Citing the example of Haryana and Punjab, the CAG has observed that under Punjab Agricultural Produce Market (General) Rules, 1962, the katcha arthia shall make payment to the seller through account payee cheque or by electronic transfer after the weighment is over. However, in Punjab and Haryana, during KMS 2011-12 to 2013-14, FCI had purchased 2.32 LMT paddy valuing Rs. 296.64 crore, but had not obtained the details of farmers, such as the name of the village, bank account number, phone number, details of purchase and details of payment along with acknowledgment of farmers from the katcha arthia. This oversight is in direct violation of the instructions of the government of India. It also casts doubt on whether the actual MSP was given to the farmers or not, for we often encounter cases where katcha arthias buy paddy from farmers at a rate lower than MSP and charge the government at MSP.

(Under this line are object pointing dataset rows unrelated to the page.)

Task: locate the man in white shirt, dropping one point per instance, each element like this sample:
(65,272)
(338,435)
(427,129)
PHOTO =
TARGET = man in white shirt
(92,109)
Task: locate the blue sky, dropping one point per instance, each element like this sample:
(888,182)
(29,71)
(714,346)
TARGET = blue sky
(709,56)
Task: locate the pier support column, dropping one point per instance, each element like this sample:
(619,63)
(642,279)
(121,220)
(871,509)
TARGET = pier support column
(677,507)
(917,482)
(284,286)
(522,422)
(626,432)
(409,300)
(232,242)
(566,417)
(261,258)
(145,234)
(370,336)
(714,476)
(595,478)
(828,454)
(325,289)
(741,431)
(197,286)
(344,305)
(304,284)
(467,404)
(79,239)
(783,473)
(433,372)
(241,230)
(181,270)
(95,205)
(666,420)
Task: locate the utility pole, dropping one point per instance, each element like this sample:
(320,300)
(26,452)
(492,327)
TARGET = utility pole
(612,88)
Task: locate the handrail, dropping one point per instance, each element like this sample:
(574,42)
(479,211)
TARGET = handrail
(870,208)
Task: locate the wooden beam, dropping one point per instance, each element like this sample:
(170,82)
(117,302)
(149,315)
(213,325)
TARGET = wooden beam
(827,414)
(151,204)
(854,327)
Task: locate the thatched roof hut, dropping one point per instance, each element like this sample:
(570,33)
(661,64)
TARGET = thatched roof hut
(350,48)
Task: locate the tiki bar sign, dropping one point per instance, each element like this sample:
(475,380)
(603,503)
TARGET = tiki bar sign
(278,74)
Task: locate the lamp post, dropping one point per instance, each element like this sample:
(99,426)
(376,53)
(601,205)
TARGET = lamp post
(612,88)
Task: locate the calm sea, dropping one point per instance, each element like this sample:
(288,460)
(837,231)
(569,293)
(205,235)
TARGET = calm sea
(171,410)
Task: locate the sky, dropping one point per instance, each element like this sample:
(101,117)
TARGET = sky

At the end of the report, however, the CAG has given some suggestions, and most of them have even been accepted by the government.
The government may have good intentions in accepting the recommendations. Yet the deficiencies in the policy of paddy procurement and implementation highlighted by the CAG in its report still raise some important questions:
Who should be held accountable for the losses incurred by the Central government because of flaws in the policy of paddy procurement and implementation? Is it not the case that the government is guilty of breaching the trust of the public by not putting in place proper policies and better implementation mechanisms?
Is it not that the non-revision of the prices of the by-products generated during the processing of paddy forces us to draw the conclusion that the government has colluded with private rice millers to defraud farmers and poor?
Finally, even if some recommendations of the CAG are accepted, what is the guarantee that the government will implement them in a timely manner?
The government owes the public the answers to these questions.